"Before the Coffee Gets Cold"
- Kendall Carroll
- Jan 13, 2024
- 2 min read
Before the Coffee Gets Cold by Toshikazu Kawaguchi
Translated by Geoffrey Trousselot
Book Club Pick
Pages: 272 Genre: literary fiction, magical realism
Rating: 3.5 Stars


There is a small, family-owned café in Tokyo that has served unique and carefully-brewed coffee for many years. But the café is known mostly for the legend that says one seat will give you the ability to go back in time. Before the Coffee Gets Cold follows four people who all have people they're hoping to talk to. What would you do if you could go back in time?
I'll say now that this review is very subjective. My feelings about this book are complicated, because I liked it in general. It reminded me a lot of They Both Die at the End, which I also really enjoy. I like books where there's a magic system that no one is trying to solve but is being used to teach the main characters something about love and being human. Something about that will always appeal to me, even if the execution is questionable.
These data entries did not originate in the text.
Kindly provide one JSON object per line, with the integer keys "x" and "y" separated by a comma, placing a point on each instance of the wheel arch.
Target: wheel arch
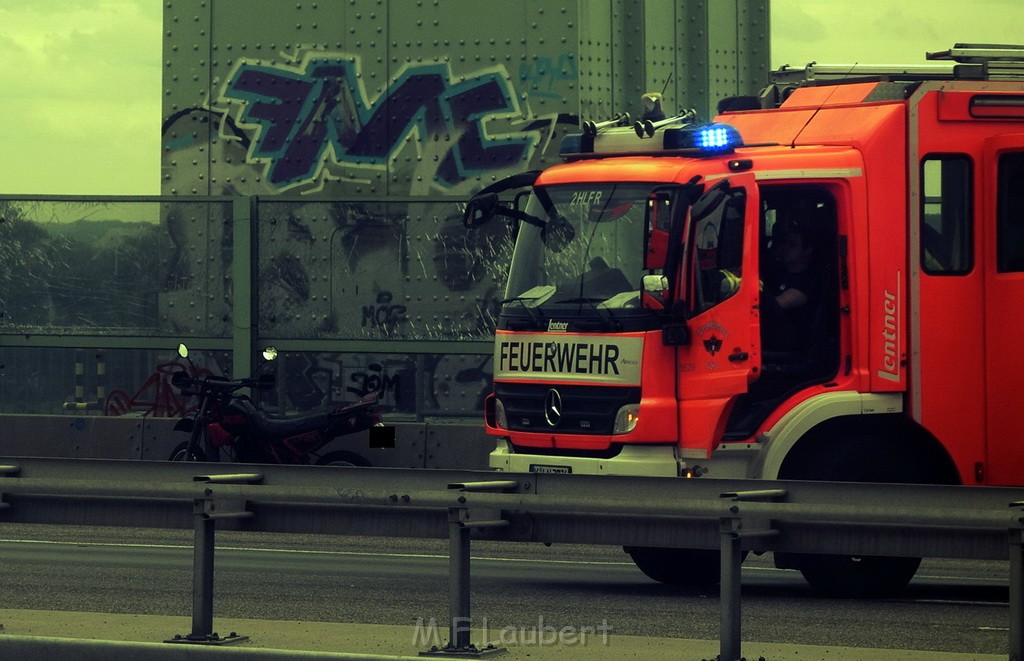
{"x": 827, "y": 427}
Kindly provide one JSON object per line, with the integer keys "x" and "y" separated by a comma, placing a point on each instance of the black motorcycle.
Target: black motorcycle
{"x": 225, "y": 423}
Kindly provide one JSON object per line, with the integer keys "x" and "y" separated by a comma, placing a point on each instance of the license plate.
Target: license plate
{"x": 542, "y": 468}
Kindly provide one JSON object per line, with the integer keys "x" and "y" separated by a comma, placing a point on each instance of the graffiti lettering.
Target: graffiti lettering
{"x": 383, "y": 315}
{"x": 373, "y": 381}
{"x": 304, "y": 114}
{"x": 543, "y": 74}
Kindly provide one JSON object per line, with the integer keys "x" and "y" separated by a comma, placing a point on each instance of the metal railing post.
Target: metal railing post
{"x": 205, "y": 516}
{"x": 460, "y": 622}
{"x": 1017, "y": 589}
{"x": 732, "y": 535}
{"x": 459, "y": 616}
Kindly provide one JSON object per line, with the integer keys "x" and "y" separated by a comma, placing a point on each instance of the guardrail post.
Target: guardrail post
{"x": 7, "y": 471}
{"x": 732, "y": 535}
{"x": 205, "y": 521}
{"x": 459, "y": 609}
{"x": 1017, "y": 588}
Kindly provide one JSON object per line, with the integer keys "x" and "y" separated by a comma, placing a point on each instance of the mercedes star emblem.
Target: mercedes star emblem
{"x": 553, "y": 407}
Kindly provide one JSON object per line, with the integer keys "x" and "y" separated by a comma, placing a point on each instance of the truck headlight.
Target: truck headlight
{"x": 501, "y": 421}
{"x": 626, "y": 419}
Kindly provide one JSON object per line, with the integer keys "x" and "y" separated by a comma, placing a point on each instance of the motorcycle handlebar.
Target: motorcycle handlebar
{"x": 194, "y": 385}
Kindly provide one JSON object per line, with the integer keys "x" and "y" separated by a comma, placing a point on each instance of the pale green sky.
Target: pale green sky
{"x": 81, "y": 85}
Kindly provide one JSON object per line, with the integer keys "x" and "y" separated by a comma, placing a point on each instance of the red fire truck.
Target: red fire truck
{"x": 822, "y": 283}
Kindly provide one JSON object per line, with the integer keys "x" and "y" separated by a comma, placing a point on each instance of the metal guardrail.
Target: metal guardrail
{"x": 729, "y": 515}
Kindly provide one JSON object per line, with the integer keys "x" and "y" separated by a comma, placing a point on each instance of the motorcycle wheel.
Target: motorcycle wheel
{"x": 180, "y": 453}
{"x": 341, "y": 457}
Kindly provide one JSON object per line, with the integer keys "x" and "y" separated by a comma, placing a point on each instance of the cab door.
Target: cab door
{"x": 1004, "y": 308}
{"x": 721, "y": 290}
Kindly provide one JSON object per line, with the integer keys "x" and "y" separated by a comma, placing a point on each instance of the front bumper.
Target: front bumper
{"x": 654, "y": 460}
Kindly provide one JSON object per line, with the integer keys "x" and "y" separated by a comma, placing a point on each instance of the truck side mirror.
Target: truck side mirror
{"x": 657, "y": 219}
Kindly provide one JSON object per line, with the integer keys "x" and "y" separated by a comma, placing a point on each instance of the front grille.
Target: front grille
{"x": 586, "y": 409}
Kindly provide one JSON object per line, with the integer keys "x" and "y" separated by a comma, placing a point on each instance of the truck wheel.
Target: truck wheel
{"x": 861, "y": 456}
{"x": 687, "y": 567}
{"x": 859, "y": 577}
{"x": 341, "y": 457}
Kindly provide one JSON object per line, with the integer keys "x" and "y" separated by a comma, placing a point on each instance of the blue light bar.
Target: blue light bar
{"x": 707, "y": 138}
{"x": 696, "y": 139}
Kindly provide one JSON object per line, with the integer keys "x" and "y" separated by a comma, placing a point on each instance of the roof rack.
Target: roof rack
{"x": 996, "y": 60}
{"x": 963, "y": 61}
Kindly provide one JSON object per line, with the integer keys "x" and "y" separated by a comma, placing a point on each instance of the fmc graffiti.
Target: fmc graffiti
{"x": 317, "y": 112}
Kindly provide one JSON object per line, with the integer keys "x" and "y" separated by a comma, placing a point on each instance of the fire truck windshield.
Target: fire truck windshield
{"x": 586, "y": 260}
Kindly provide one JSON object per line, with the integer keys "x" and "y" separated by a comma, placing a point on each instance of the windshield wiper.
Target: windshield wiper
{"x": 608, "y": 320}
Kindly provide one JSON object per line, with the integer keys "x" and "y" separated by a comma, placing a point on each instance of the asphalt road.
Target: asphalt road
{"x": 952, "y": 606}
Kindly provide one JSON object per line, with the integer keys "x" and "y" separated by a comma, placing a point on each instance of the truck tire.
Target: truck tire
{"x": 858, "y": 577}
{"x": 684, "y": 567}
{"x": 859, "y": 456}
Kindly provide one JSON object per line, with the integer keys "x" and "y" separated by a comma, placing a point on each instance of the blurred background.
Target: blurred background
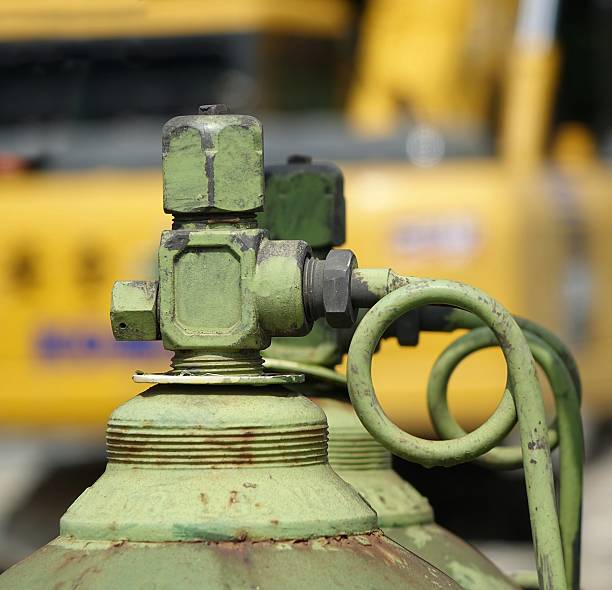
{"x": 475, "y": 138}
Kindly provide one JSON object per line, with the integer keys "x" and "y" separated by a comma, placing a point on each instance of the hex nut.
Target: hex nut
{"x": 134, "y": 310}
{"x": 337, "y": 273}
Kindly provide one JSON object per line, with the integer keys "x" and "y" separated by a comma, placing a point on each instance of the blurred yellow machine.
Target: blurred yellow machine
{"x": 535, "y": 233}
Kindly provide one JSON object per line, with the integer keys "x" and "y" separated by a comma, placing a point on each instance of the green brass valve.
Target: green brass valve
{"x": 217, "y": 476}
{"x": 406, "y": 516}
{"x": 224, "y": 288}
And questionable it was. If I review the book with logic instead of emotion, the whole thing read a bit too conservative and misogynistic for my taste.
Of the four stories, the second one was definitely the best. The first and third were okay — the first was bland and expositional and the third's ending fell flat. It was the fourth one was a little bit too pro life and led me straight to other Goodreads reviews, which is when I really put together the whole "conservative and misogynistic" thing.
Objectively, I should probably not like this book that much. I definitely wasn't filled with the desire to read the others, and I might not come back to it for a while. But, when taken at face value, I did enjoy reading the stories. It was easy to get emotionally invested in them, and a few of the characters were interesting enough to make me really care.
I might not recommend the book to anyone else, but I personally don't regret the time spent having read the book.